RoadScene (Visible–Infrared Registration)
| Method | AEPE ↓ | CMR@3px ↑ | CMR@1px ↑ | CMR@0.7px ↑ |
|---|---|---|---|---|
| RIFT2 | 17.27 | 36.4% | 0.0% | 0.0% |
| RAFT | 8.92 | 66.6% | 14.1% | 8.0% |
| ADRNet | 4.72 | 50.1% | 9.4% | 4.8% |
| XoFTR+Flow | 4.83 | 27.3% | 0.0% | 0.0% |
| CRFT | 2.37 | 68.2% | 18.2% | 4.5% |
On RoadScene, CRFT achieves the lowest AEPE (2.37) and the highest CMR@1px (18.2%).
Ablation Study¶
| Configuration | Effect |
|---|---|
| Coarse stage only | Global correspondences established but insufficient spatial precision |
| + Fine stage | Improved local detail and higher accuracy |
| + Discrepancy guidance (N=1) | Further correction of geometric misalignment |
| + Iterative refinement (N=3) | Best performance with stable convergence |
| w/o SGT | Degraded—significant drop in registration of large affine transformations |
| w/o discrepancy guidance | Degraded—unfocused attention, lower correction efficiency |
| w/o FSFT | Degraded—cross-modal feature spaces remain misaligned, leading to unstable discrepancy computation |
Key Findings¶
- The SGT module is most critical for large affine transformations—without SGT, registration under large rotation/scale changes is nearly infeasible.
- Discrepancy-guided attention outperforms uniform attention by concentrating on regions requiring correction, making iterations more efficient.
- N=3 iterations is sufficient for convergence; additional iterations yield diminishing returns.

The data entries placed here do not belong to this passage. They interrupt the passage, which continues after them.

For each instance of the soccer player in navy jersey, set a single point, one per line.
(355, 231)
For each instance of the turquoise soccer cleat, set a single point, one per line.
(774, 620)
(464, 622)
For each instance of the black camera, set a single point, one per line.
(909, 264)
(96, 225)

- CRFT remains competitive on RGB–RGB scenarios, demonstrating that the modality-agnostic design does not sacrifice same-modality performance.
Highlights & Insights¶
- Modality-agnostic feature flow: Cross-modal registration is unified as flow estimation in feature space—no modality-specific design is required per sensor pair, yielding strong generalizability.

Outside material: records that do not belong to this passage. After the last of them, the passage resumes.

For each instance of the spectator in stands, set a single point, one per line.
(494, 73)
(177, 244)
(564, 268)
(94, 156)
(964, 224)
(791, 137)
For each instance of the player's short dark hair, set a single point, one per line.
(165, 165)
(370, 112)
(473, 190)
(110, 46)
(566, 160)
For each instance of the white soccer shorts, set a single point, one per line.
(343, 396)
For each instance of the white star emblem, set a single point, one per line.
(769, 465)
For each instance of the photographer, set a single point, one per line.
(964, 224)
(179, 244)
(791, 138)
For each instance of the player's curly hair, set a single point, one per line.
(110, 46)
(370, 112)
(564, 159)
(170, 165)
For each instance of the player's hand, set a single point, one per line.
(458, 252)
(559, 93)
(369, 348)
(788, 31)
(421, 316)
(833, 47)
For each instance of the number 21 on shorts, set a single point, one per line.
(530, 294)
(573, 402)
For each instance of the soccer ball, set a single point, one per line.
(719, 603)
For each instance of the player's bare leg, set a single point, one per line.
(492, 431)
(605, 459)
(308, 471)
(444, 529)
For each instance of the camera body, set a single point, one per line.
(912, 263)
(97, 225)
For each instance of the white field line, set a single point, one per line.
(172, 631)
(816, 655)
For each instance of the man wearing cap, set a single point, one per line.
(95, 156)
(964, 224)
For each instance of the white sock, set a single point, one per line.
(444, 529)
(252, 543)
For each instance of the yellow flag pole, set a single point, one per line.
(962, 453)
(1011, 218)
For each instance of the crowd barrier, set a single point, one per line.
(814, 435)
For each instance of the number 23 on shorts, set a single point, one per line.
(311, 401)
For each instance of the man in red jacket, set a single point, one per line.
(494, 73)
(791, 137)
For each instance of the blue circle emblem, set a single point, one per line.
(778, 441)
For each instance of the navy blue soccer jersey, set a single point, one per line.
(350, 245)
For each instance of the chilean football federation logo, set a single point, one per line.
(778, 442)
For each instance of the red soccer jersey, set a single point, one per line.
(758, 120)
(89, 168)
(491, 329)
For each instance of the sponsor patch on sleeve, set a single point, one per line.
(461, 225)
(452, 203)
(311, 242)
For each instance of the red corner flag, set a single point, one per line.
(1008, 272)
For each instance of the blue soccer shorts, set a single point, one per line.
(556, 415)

- Discrepancy-guided adaptive attention: Feature discrepancies between warped and target representations serve as attention weights, automatically localizing misaligned regions—substantially more efficient than uniform attention.
- Explicit geometric modeling via SGT: Affine transformations are integrated as a learnable module rather than relying on the flow field to implicitly learn large deformations.
Limitations & Future Work¶
- N=3 iterative refinement increases inference time.
- The coarse stage employs global attention, requiring resolution control for large images.
- Validation is currently limited to remote sensing and navigation scenarios; application to medical registration (CT–MRI) remains to be explored.
Rating¶
- Novelty: ⭐⭐⭐⭐ The combination of discrepancy-guided recurrence, SGT, and modality-agnostic flow is effective.
- Experimental Thoroughness: ⭐⭐⭐⭐⭐ Validated across optical, infrared, SAR, and multispectral scenarios.
- Writing Quality: ⭐⭐⭐⭐ Detailed architectural diagrams.
- Value: ⭐⭐⭐⭐ Offers general-purpose registration utility for remote sensing and navigation applications.